Affirmant depuis dix ans cette vision particulière du sensible, Shanta Rao a été notamment récompensée par le prix de la Villa Médicis Hors les Murs, de l’European Publishers Award for Photography et, en 2000, par le Prix Kodak de la Critique.
Elle a participé à de nombreuses expositions notamment à la Photographer’s Gallery (Londres), au Palais Borghese (Rome), aux Encontros de Fotografia (Coimbra, Portugal) et au Festival Nooderlicht (Groningen, Pays-Bas).
Shanta Rao est membre de l’agence Métis, Paris
René Tanguy:
« Je vais d’un port à l’autre, comme d’un jour à l’autre.

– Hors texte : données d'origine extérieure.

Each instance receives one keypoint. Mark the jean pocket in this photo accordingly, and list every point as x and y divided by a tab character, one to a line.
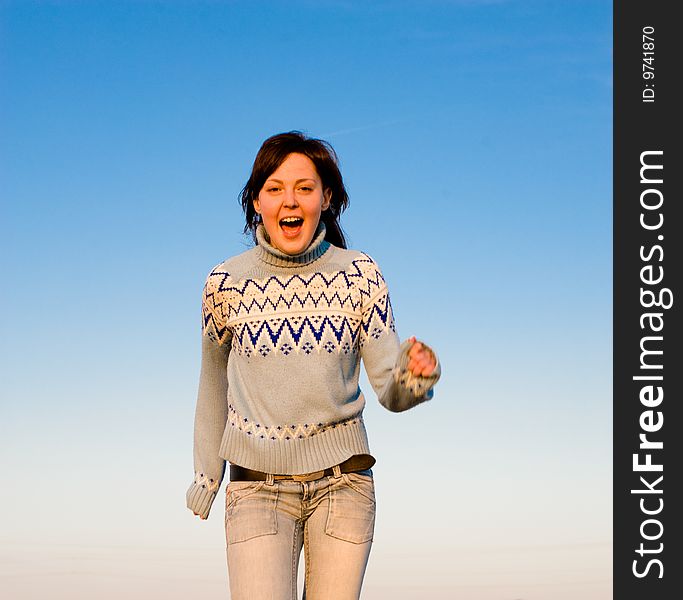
351	508
250	510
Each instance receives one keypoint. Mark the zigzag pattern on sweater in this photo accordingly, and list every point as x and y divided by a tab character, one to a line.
282	432
300	313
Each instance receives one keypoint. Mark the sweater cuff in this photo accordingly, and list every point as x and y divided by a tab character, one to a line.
201	494
418	385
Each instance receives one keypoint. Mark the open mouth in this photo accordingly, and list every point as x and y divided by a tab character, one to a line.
291	225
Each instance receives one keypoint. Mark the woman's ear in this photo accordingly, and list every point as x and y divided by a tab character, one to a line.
327	198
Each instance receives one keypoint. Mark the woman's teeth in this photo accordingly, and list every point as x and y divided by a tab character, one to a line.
291	226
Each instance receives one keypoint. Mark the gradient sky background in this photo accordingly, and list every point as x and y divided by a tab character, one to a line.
475	141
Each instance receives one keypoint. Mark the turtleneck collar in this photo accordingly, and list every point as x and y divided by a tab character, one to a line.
274	256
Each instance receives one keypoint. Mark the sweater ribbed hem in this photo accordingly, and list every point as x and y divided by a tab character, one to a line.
200	499
296	456
271	255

La mer, silencieuse et distante, m’accompagne.
Elle aussi fuit le vide. Je marche dans la lumière blanche des villes et sur la poussière chaude des trottoirs.

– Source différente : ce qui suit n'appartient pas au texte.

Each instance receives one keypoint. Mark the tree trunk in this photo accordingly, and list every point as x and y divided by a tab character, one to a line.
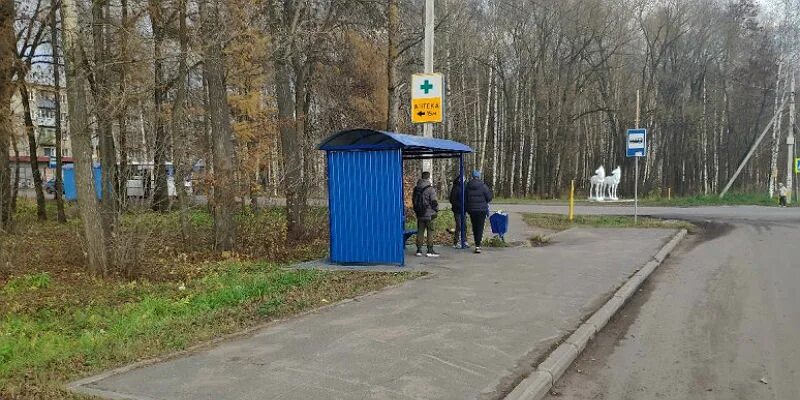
160	151
179	122
122	116
30	130
221	134
59	187
79	127
393	27
103	115
8	53
15	189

Je pense à Paolo : « Le monde, avec ou sans moi, est identique ». Alors je photographie pour « tuer » le temps, et entrevoir cet autre qui m’attend, immobile, patient. Là-bas, plus loin, est peut-être le paradis.
A défaut de « m’autruifier », je poserai simplement un regard sur lui, sur elle, et repartirai comme je suis venu : étranger.
Fernando Pessoa écrivait « Si j’imagine, je vois. Que fais-je de plus en voyageant ? Seule une extrême faiblesse de l’imagination peut justifier que l’on ait à se déplacer pour ressentir… La vie est ce que nous en faisons. Les voyages, ce sont les voyageurs eux mêmes. Ce que nous voyons n’est pas fait de ce que nous voyons, mais de ce que nous sommes. Nous ne débarquons jamais de nous-mêmes. »
Qu’importe, je repartirai quand même. Il viendra bien assez tôt, le temps maudit du souvenir. »
(René Tanguy)
René Tanguy, photographie principalement dans le cadre de commandes publiques et pour la presse (Libération, Le Monde…).
En 1980, il obtient une licence de photographie à l’Université de Provence, à Marseille. Pendant 10 ans, il entreprend un travail personnel, ayant pour thème la mémoire et l’ailleurs, qui donne lieu à une exposition présentée à Brest et à Paris, « L’Etranger provisoire », accompagnée d’un livre aux éditions Filigranes, 1998. Projet en cours : exposition collective sur le thème de la pêche, au Musée de la Marine (Palais de Chaillot) à partir de juin 2002. L’exposition des Estivales est présentée avec le concours du Centre Atlantique de la Photo de Brest.